In Italia si torna a parlare di centrali nucleari

In Italia si torna a parlare di centrali nucleari. L’aumento delle bollette dell’energia ha fatto riemergere i nuclearisti nel nostro Paese.

Centrale nucleareIn Italia si torna a parlare di centrali nucleari 10 anni dopo il referendum del 2011. La Commissione europea ha deciso di inserire il nucleare e il gas tra le fonti d’energia utili all'uscita dal carbone. E’ bastata questa decisione e l’aumento delle bollette dell’energia per far riemergere i nuclearisti nel nostro Paese. Tutti chiedono a gran voce il ritorno delle centrali nucleari. È davvero diabolico tornare a parlare di nucleare in Italia e deprimente dover ascoltare chi lo ripropone.

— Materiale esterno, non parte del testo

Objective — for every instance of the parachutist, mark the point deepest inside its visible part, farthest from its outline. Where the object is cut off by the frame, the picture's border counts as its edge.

Oggi, quando parliamo di centrali nucleari, facciamo riferimento alla fissione nucleare, che consiste nella divisione di un atomo: il nucleo viene scisso in due nuclei più leggeri. La reazione genera energia. Questa tecnologia non è indolore: si generano scorie difficili da smaltire. Le quattro centrali nucleari realizzate in Italia sono state dismesse nel 1987 dopo il referendum. 34 anni dopo non sappiamo ancora in quale luogo “sicuro” depositare i rifiuti radioattivi prodotti dalle centrali nucleari di Caorso, Trino, Latina e Garigliano. Ogni bimestre sulla bolletta elettrica paghiamo dei soldi in più che vanno alla Sogin, un’azienda di Stato nata nel 1999 per smantellare le quattro centrali nucleari e gli impianti ex-Enea. Tra i compiti di Sogin, c’è anche quello di individuare un sito per il deposito nazionale dove stoccare in sicurezza i rifiuti a bassa e media attività. Dal 2001 ad oggi 3,7 miliardi di euro sono stati pagati dagli utenti dentro la bolletta elettrica, però solo 700 milioni sono stati utilizzati per lo smantellamento delle centrali nucleari.

1,8 miliardi di euro è stato utilizzato per mantenere in sicurezza i siti, far funzionare la struttura e pagare il personale. I restanti 1,2 miliardi di euro per il trattamento in Francia e nel Regno Unito del combustibile radioattivo. Fino ad oggi è stato eseguito il 30% delle attività. Il deposito nazionale in cui confluire rifiuti e scorie ancora non c’è, ma sono stati pubblicati i 67 possibili siti dove realizzarlo. La spesa prevista è di 2,5 miliardi di euro. Il volume dei rifiuti radioattivi presenti in Italia è pari a 31.751,6 metri cubi, dato aggiornato al 31 dicembre 2020. Tornare a parlare di centrali nucleari in Italia è insensato con la fissione nucleare. Discorso diverso per la fusione nucleare, un fenomeno opposto che avviene con l’unione di due atomi di idrogeno. Si da vita a un nucleo di elio, un gas nobile, chimicamente inerte. Anche in questo caso, la reazione genera energia. Peccato che al momento non esista nessuna centrale che usa la fusione nucleare. Forse se ne riparlerà nel 2050.